Ayant totalisé chacun 07 points et terminé 1er de leur groupe respectif, la Côte d’Ivoire, le Maroc et le Mali n’ont pas déçu. Ces trois équipes favorites ont tenu leur rang.
Les éléphants battus en quart de finale de l’édition précédente par les Fennecs de l’Algérie ont tenu à prendre leur revanche deux ans plus tard. Et c’est de fort belle manière que les pachydermes écrasent les petits carnassiers du désert en leur interdisant par la même occasion l’accès à la phase d’élimination directe.
Les Lions de l’Atlas sans rugir, ont fait le job.
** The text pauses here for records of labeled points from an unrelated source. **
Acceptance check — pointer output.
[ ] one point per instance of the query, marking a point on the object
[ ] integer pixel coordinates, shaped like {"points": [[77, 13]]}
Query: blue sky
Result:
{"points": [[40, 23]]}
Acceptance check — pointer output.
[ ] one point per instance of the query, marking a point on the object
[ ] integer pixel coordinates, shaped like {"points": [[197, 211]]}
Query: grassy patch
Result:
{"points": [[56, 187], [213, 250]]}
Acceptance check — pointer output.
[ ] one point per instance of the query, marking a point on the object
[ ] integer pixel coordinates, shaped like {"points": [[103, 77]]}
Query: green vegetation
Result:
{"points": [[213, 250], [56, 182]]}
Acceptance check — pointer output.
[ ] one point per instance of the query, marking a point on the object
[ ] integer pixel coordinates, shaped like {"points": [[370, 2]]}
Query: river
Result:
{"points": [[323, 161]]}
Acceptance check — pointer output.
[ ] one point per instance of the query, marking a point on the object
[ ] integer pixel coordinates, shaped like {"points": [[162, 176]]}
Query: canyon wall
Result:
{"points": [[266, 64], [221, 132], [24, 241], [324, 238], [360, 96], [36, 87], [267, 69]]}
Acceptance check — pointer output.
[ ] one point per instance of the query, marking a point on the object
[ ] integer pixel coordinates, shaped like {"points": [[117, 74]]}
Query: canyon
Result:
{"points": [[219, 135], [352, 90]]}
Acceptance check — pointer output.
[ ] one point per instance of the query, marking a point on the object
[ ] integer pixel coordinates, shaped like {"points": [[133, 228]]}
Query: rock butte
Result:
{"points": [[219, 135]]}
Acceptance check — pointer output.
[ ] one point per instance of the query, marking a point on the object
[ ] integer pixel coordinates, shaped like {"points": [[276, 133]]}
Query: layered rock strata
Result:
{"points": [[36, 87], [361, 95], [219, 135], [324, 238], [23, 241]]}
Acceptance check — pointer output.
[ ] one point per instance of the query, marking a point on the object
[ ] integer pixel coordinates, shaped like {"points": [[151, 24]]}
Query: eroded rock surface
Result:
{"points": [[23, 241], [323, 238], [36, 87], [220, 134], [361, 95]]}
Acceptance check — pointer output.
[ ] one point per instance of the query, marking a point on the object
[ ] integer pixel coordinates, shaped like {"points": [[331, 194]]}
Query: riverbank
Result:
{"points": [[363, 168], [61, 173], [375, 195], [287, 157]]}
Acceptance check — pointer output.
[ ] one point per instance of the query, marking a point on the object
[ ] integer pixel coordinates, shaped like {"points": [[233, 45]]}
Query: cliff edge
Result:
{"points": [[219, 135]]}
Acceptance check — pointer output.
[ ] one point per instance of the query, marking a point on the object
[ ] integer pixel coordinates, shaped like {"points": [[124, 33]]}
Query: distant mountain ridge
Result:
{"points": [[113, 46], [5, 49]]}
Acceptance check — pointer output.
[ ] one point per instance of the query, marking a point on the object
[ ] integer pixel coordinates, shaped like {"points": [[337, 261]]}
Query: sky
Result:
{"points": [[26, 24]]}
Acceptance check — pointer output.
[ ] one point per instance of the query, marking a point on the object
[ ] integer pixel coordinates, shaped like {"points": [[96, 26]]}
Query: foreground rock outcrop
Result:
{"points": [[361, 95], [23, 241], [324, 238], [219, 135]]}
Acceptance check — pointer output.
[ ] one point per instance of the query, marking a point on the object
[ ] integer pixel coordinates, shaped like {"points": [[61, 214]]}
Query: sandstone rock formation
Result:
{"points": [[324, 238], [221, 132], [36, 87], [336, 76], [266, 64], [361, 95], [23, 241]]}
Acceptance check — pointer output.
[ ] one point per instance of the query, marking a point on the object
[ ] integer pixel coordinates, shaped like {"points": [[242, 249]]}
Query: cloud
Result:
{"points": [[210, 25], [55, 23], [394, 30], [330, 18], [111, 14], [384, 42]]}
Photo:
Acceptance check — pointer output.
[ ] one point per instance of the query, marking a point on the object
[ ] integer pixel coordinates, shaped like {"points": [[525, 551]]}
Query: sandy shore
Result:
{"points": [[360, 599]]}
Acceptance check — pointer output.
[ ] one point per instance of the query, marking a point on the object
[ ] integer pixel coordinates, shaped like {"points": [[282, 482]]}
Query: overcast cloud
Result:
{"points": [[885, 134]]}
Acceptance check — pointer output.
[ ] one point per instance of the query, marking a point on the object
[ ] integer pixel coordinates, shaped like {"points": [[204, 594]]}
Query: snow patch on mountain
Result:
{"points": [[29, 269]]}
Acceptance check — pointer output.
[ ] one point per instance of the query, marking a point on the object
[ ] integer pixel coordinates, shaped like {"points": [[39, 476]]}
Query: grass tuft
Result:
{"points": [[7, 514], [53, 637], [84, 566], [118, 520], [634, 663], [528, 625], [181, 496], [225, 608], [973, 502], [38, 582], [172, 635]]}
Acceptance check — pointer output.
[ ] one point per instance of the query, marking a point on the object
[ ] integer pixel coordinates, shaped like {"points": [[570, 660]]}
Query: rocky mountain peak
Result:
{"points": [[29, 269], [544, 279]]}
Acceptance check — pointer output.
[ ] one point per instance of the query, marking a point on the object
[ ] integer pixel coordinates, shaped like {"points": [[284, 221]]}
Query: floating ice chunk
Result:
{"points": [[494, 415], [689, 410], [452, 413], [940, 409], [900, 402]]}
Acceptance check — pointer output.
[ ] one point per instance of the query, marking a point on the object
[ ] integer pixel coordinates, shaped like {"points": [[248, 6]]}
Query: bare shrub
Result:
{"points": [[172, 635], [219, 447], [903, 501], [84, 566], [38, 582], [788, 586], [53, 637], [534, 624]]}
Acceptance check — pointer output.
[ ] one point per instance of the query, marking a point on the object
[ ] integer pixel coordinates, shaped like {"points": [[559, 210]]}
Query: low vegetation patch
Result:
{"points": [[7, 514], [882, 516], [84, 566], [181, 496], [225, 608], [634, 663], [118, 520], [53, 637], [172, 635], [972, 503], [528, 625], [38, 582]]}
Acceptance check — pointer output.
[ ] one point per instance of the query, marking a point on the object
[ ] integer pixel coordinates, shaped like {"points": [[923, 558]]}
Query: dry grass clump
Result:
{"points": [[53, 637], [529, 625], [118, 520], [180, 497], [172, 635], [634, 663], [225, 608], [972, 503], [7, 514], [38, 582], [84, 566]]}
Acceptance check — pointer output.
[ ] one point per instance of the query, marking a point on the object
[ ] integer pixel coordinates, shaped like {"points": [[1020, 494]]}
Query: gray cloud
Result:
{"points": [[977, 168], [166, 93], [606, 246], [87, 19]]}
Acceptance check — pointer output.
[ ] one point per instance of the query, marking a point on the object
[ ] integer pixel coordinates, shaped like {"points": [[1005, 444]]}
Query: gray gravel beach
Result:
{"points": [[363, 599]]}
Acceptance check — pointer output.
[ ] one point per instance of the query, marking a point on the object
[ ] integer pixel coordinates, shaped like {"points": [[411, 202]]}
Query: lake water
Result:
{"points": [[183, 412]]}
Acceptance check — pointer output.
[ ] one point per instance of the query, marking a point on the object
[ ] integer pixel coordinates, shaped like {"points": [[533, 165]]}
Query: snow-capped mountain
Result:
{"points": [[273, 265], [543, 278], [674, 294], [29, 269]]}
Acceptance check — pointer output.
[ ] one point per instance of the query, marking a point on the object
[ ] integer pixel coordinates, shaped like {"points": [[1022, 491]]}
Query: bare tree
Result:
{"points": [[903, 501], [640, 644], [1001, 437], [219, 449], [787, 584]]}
Le Maroc dispose successivement du Ghana et des Comores avant d’être neutralisé par le Gabon.
Les Aigles maliens en pleine ascension, ont marqué les esprits en battant la Tunisie, en disposant sans gêne de la Mauritanie et en concevant le nul face la Gambie.

Gambie, Comores et Cap-Vert : de valeureux petits poucets !

Les bookmakers ne vendraient pas chère leur peau même si l’on s’accorde à dire qu’il n’y a plus de petites équipes.
Les Scorpions gambiens ont piqué l’aigle tunisien (1#0), la Mauritanie (1#0) et ont neutralisé les assauts de l’aigle malien (1#1). Ils terminent 2e du groupe F avec 7 points derrière le Mali à la différence de but.
Les Requins bleus de l’archipel capverdien ont été stoïques. Ils se qualifient comme meilleurs 3e de la poule A avec 4 points en battant l’Ethiopie (1#0) et en tenant en échec le Cameroun, pays hôte (1#1).

Les Cœlacanthes (poissons fossiles) du Comores ont fait forte sensation avec un scénario digne d’un film hollywoodien. En effet, après avoir perdu leurs deux premiers matchs, les Comores : 0 point avec un goal différentiel -3, étaient presque éliminés. Dans leur 3e match, ils s’offrent le scalp des Black Stars du Ghana (3#2) et éteignent l’étoile déjà assombrie d’une ancienne gloire qui peine à assurer sa transition. C’est la qualification historique aux huitièmes de finale d’une équipe qui fait sa 1ère apparition à la CAN et classée 132ème nation de football par la FIFA.

L’Egypte, le Gabon et le Sénégal toujours en vie

Battus au premier match, les Pharaons égyptiens parviennent à se qualifier tout de même sans briller à l’image de leur star Mohamed Salah. Redoutablement efficaces devant les buts, et ayant souvent une défense très solide, ils n’ont pas encore dit leur dernier mot.
Le Gabon a fait beaucoup parler de lui hors du terrain. Des problèmes engendrés par le choix de l’hôtel, aux situations rocambolesques de leurs deux stars Aubameyang et Lemina qui quitteront le Cameroun sans jouer la moindre minute de jeu, on aurait pensé que les Panthères seraient affectées. Néanmoins, elles ont bien négocié les matchs de leur groupe et finissent avec 5 points.
Le Sénégal récent finaliste malheureux en 2019 après la finale perdue en 2002, cherche toujours le sacre continental. Il finit premier du groupe B sans convaincre. Deux matchs nuls ternes sans but face à la Guinée et au Malawi et une victoire insipide face au Zimbabwe sur un penalty dans les arrêts de jeu. Sadio Mané, Gana Gueye et Bouna Sarr pour ne citer que ceux-là, ont encore du plomb dans les ailes.

Le Burkina-Faso, un outsider à sa place

Finalistes malheureux en 2013, les Etalons sont désormais une puissance intermédiaire du cuir rond en Afrique. Les coéquipiers de Bertrand Kaboré accrochent la deuxième place du groupe A avec un bilan mitigé. Le nul face à l’Ethiopie apparait comme une contre-performance, cependant, il faudra se méfier de cette équipe qui est un grande habitué de la CAN.